As reported in recent financial statements, the company's gross margin of 4.57% underscores the inherent difficulty of maintaining profitability within a high-volume brokerage model, where intense competition and regulatory pressure on intermediary fees severely constrain the firm's ability to generate meaningful bottom-line returns.
The negative operating margin of -1.92% indicates that the current scale of operations is insufficient to absorb fixed technology and overhead costs. This suggests that without a significant shift toward higher-margin SaaS revenue, the company may struggle to achieve consistent profitability in the near term.
According to 2022Q4 filings, the company's asset turnover of 1.09 and a DSO of 206 days reveal significant inefficiencies in converting insurance transactions into cash, highlighting the structural challenges of managing liquidity within a complex, multi-party intermediary ecosystem in the Chinese market.
The extended DSO suggests that CCGWW faces substantial delays in collecting commissions from insurance carriers, which places additional pressure on its already limited cash reserves. This working capital inefficiency warrants further investigation into the company's bargaining power relative to its upstream insurance partners.
Based on the 2022Q4 balance sheet, the company's negative equity position of $1.3 billion, contrasted against total assets of $712.5 million, indicates a precarious financial foundation that suggests the firm is highly vulnerable to any further deterioration in its core operating cash flow.

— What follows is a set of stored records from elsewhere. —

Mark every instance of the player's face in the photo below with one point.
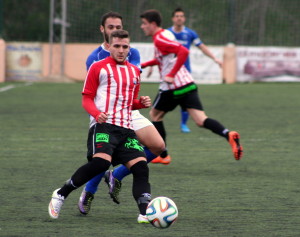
(119, 49)
(110, 25)
(147, 27)
(178, 19)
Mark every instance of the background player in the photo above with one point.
(187, 37)
(109, 94)
(177, 86)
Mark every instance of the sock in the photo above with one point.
(120, 172)
(216, 127)
(84, 174)
(184, 116)
(149, 155)
(161, 129)
(92, 185)
(141, 189)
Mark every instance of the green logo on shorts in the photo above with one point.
(102, 137)
(133, 143)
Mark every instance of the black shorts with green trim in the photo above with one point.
(186, 96)
(120, 143)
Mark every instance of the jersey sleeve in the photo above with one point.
(91, 81)
(196, 39)
(167, 46)
(90, 60)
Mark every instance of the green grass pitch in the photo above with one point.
(43, 131)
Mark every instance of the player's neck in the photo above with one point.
(106, 45)
(178, 28)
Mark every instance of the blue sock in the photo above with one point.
(92, 185)
(184, 116)
(149, 155)
(120, 172)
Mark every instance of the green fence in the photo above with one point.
(251, 22)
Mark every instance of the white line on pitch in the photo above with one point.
(9, 87)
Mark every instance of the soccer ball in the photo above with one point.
(162, 212)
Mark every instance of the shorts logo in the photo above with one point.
(102, 137)
(134, 144)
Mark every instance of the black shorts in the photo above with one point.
(118, 142)
(187, 97)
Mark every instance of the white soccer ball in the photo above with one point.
(162, 212)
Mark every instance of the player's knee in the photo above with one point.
(140, 170)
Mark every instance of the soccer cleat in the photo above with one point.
(55, 204)
(234, 141)
(85, 202)
(114, 186)
(165, 161)
(184, 128)
(142, 219)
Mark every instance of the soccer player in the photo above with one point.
(187, 37)
(177, 86)
(144, 129)
(109, 94)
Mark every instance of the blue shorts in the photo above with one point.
(186, 96)
(118, 142)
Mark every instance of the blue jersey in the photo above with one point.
(186, 37)
(101, 53)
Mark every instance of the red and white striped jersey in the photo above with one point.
(165, 53)
(113, 87)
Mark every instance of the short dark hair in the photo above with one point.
(122, 34)
(178, 9)
(112, 15)
(152, 15)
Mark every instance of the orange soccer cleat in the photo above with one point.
(164, 161)
(234, 141)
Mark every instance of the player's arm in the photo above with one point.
(182, 55)
(142, 102)
(152, 62)
(88, 95)
(167, 46)
(208, 53)
(135, 58)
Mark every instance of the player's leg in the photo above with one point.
(195, 110)
(141, 189)
(97, 165)
(87, 194)
(153, 147)
(157, 120)
(163, 103)
(184, 118)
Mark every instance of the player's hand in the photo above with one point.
(102, 117)
(169, 80)
(146, 101)
(149, 72)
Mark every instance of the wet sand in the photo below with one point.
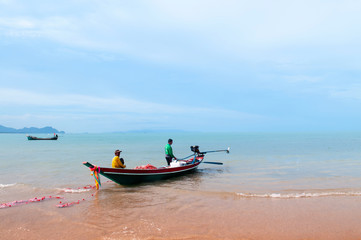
(220, 217)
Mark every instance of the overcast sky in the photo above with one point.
(103, 66)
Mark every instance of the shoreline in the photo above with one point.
(189, 218)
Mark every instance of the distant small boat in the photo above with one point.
(36, 138)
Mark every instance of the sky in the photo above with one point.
(200, 65)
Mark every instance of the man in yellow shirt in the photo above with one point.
(118, 162)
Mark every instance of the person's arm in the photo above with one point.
(171, 152)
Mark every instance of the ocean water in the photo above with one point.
(259, 166)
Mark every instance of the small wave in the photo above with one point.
(298, 195)
(70, 190)
(7, 185)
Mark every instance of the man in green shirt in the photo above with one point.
(169, 152)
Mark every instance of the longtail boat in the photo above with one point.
(36, 138)
(135, 176)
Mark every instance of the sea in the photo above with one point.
(47, 193)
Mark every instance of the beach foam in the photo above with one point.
(7, 185)
(298, 195)
(70, 190)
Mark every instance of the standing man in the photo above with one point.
(169, 152)
(118, 162)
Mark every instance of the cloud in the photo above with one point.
(352, 92)
(190, 31)
(88, 104)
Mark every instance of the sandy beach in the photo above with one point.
(215, 218)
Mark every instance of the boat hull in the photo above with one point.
(137, 176)
(36, 138)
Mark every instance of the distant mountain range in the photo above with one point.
(4, 129)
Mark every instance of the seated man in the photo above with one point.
(118, 162)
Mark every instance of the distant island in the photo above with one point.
(4, 129)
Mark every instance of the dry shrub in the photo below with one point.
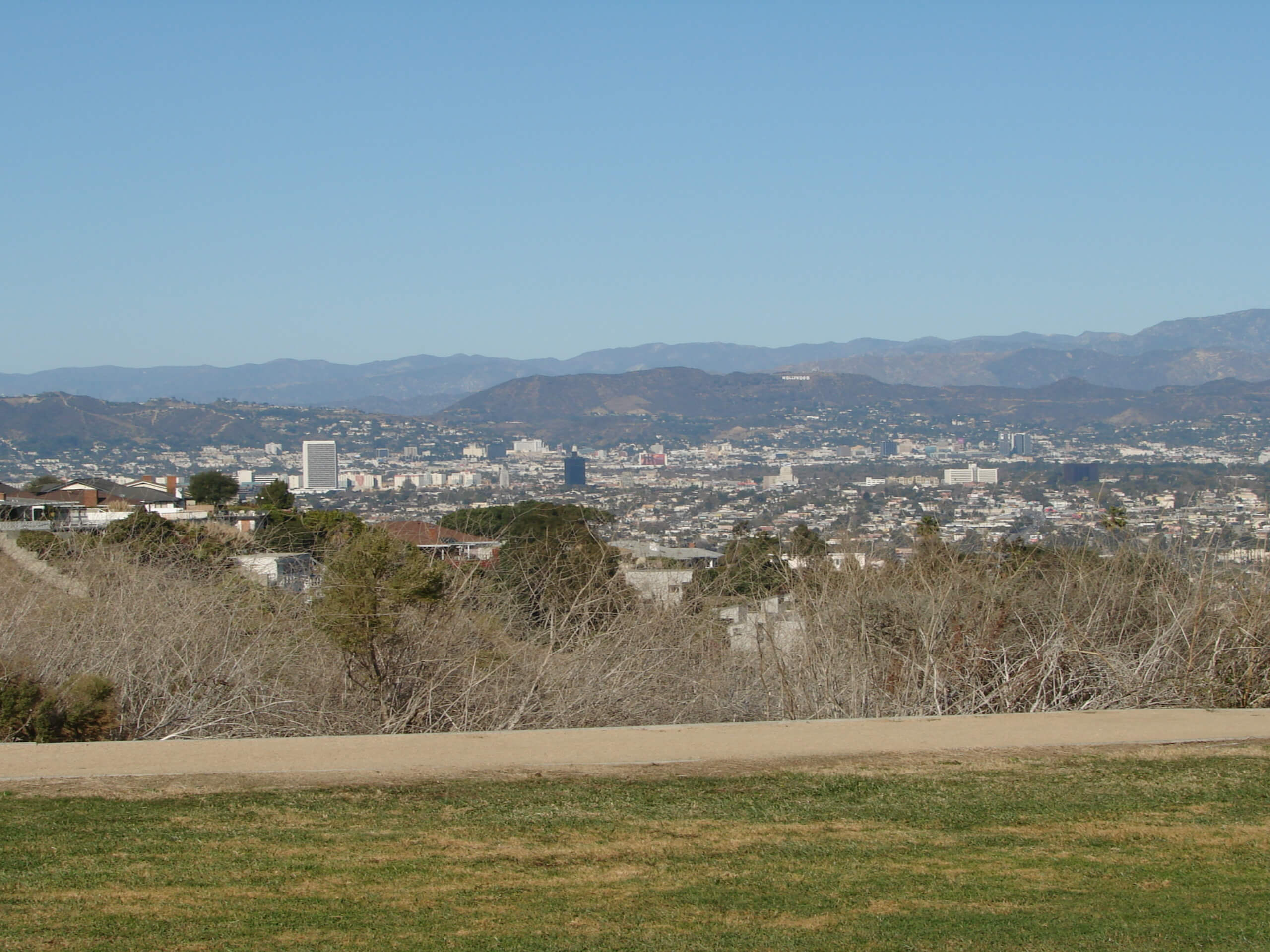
(207, 654)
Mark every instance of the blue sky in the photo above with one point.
(228, 183)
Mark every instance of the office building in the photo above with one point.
(1080, 473)
(574, 470)
(320, 464)
(973, 475)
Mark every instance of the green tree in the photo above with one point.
(751, 568)
(553, 563)
(928, 529)
(530, 521)
(807, 543)
(368, 590)
(276, 495)
(1115, 520)
(212, 486)
(319, 531)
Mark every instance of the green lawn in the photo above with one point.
(1094, 852)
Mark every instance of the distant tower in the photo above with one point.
(320, 464)
(574, 470)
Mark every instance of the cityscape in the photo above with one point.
(1043, 486)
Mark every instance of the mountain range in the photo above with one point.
(1184, 352)
(688, 403)
(606, 409)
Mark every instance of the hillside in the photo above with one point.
(53, 423)
(1037, 366)
(609, 407)
(1187, 352)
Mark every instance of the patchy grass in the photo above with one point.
(1074, 853)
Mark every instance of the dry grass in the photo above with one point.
(1064, 853)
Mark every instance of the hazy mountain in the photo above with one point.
(1037, 366)
(1174, 352)
(609, 408)
(690, 402)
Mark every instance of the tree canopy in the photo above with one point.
(276, 495)
(212, 486)
(530, 521)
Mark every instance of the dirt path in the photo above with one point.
(689, 748)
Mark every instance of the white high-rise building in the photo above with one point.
(320, 464)
(973, 475)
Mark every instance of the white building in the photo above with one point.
(320, 464)
(973, 475)
(786, 477)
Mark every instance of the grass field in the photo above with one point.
(1137, 852)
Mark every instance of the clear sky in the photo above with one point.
(237, 182)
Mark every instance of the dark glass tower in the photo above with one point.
(574, 470)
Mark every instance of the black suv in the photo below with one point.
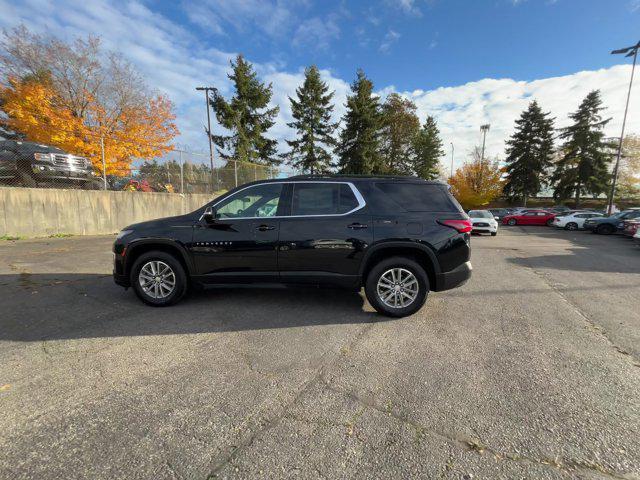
(32, 164)
(399, 237)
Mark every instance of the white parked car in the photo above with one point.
(575, 220)
(483, 222)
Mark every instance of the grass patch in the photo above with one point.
(11, 237)
(61, 235)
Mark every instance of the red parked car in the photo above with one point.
(630, 227)
(530, 217)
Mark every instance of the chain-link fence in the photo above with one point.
(26, 164)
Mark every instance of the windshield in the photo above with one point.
(480, 214)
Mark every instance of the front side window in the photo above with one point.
(258, 201)
(480, 214)
(311, 199)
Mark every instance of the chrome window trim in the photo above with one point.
(354, 189)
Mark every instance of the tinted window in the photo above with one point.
(416, 197)
(322, 199)
(258, 201)
(480, 214)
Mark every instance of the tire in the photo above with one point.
(26, 179)
(90, 186)
(605, 229)
(407, 269)
(157, 261)
(571, 226)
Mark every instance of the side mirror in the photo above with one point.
(209, 215)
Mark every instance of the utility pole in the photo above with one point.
(104, 163)
(484, 129)
(206, 96)
(452, 150)
(630, 52)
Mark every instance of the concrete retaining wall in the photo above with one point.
(36, 212)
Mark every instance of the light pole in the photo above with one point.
(484, 129)
(630, 52)
(206, 96)
(452, 150)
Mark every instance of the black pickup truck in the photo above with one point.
(32, 164)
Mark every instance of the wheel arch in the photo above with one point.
(422, 254)
(143, 246)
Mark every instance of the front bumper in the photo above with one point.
(456, 277)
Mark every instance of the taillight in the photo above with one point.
(462, 226)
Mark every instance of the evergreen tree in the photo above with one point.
(529, 153)
(427, 147)
(312, 122)
(359, 148)
(400, 126)
(247, 117)
(583, 167)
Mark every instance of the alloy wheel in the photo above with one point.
(157, 279)
(397, 287)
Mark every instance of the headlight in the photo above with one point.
(123, 233)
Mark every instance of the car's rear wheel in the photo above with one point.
(605, 229)
(397, 287)
(571, 226)
(158, 279)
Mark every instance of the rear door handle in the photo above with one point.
(357, 226)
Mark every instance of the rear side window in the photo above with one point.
(419, 197)
(322, 199)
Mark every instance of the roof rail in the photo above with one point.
(347, 175)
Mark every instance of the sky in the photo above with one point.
(466, 62)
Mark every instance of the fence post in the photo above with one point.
(104, 163)
(181, 172)
(235, 171)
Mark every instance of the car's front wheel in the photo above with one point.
(158, 279)
(397, 287)
(605, 229)
(571, 226)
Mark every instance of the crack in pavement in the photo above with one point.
(567, 466)
(594, 327)
(276, 417)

While the current ratio of 1.75 provides a superficial appearance of liquidity, the underlying insolvency risk is significant given the company's reliance on intangible goodwill and its inability to generate positive free cash flow. Investors should monitor the company's cash burn rate closely to assess the likelihood of future dilutive financing.
As indicated by the company's financial profile, the market's tendency to apply standard software-as-a-service valuation multiples to CCGWW's $3.47 billion in gross revenue obscures the reality that the vast majority of this figure represents low-margin pass-through transaction volume rather than high-margin, recurring software subscription income.
Analysts should prioritize net commission income over gross revenue to avoid overestimating the company's economic value. Treating this business as a pure-play SaaS entity ignores the structural reality of its brokerage-heavy cost base and the regulatory risks inherent in its primary revenue stream.